Bo: Well, let’s see here on your album Voodoo, this probably is a normal thing for you but for all of us fans we’re curious about what it’s like hanging out with Dr. John, Dizzy Gillespie, and Branford Marsalis.
RL: Well, let’s start with Dizzy. Dizzy loved the band. Dizzy said the band reminded him of when he was a youngster comin’ up. He loved some Dirty Dozen, man. He didn’t want to play none of his music. He just wanted to play the music that we were playing. He said, “No I don’t wanna play that. You
start. I wanna play what you cats playin’. I wanna play that.” We wind up doing one of his tunes called Oop Pop A Dah.

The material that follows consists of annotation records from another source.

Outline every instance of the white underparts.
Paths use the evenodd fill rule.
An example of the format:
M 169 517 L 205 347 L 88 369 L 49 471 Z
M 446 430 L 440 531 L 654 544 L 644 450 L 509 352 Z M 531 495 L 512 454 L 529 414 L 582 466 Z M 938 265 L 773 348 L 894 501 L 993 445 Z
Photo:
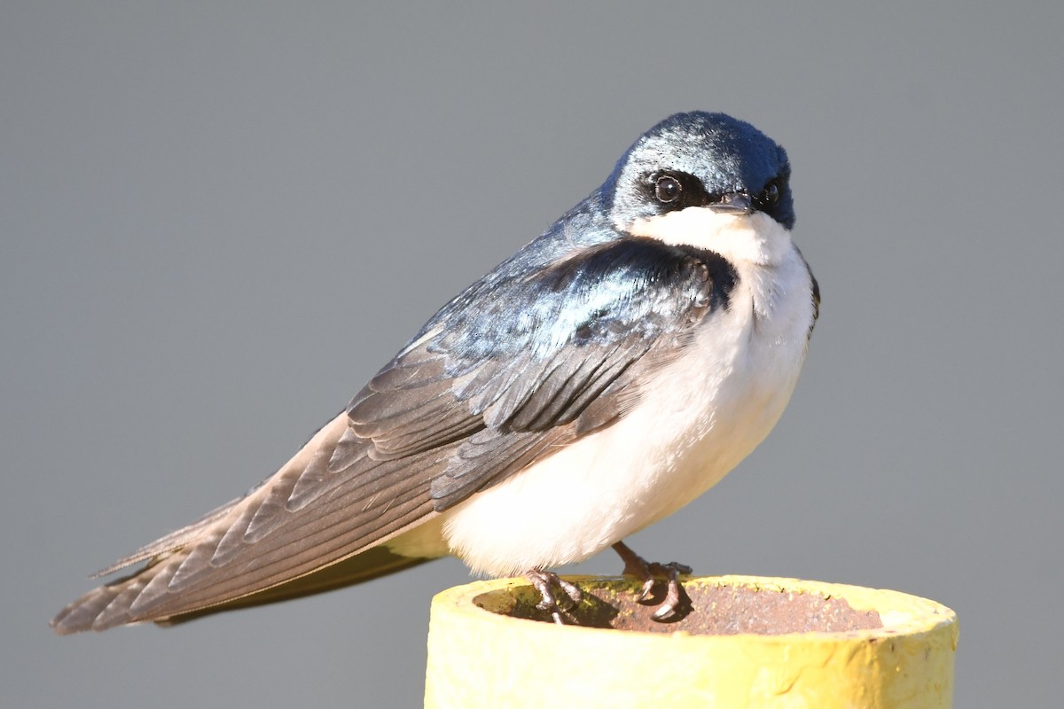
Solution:
M 626 231 L 725 256 L 738 274 L 731 305 L 701 323 L 624 419 L 443 514 L 451 552 L 475 571 L 580 561 L 670 514 L 764 440 L 791 398 L 813 301 L 789 232 L 761 213 L 704 207 Z

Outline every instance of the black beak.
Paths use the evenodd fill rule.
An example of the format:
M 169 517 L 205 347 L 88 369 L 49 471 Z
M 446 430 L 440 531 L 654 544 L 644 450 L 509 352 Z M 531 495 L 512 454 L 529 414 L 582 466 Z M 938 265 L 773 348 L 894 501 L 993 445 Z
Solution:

Well, Branford he’s a homeboy, so you know, he’s just like family. Branford’s always cool. He’s a real nice, laid back dude. No trippin’, he ain’t trippin’
Dr. John, he’s just a regular old New Orleans dude. Mac Rebennack is his real name.
Bo: Considering how many people you’ve played with so far ranging from Modest Mouse to Chuck D to all these people you’ve mentioned before…Is there anyone you still want to play with?
RL: I’ll play with all of them, you know? Modest Mouse, Widespread Panic. We do things with Widespread Panic. We just did a gig with Widespread Panic not too long ago. We recorded with Widespread Panic. We recorded with Dave Matthews. When we did a tribute to Marvin Gaye, we had G Love, Guru, Betty LaVette. On Medicated Magic, on that CD we had Norah Jones. Norah Jones recorded with us before she got big. She did a song called Ruler Of My Heart. Beautiful rendition of it.
Bo: Alright, well I appreciate you taking time out of your schedule. Good luck on your tour and thank you for sitting down with me today. Well, I will see you at the show on June 29th at the Zebra Cocktail Lounge and this is Mr. Roger Lewis of the Dirty Dozen Brass Band.
RL: We got music for your mind,
body, and your soul. World’s greatest party band.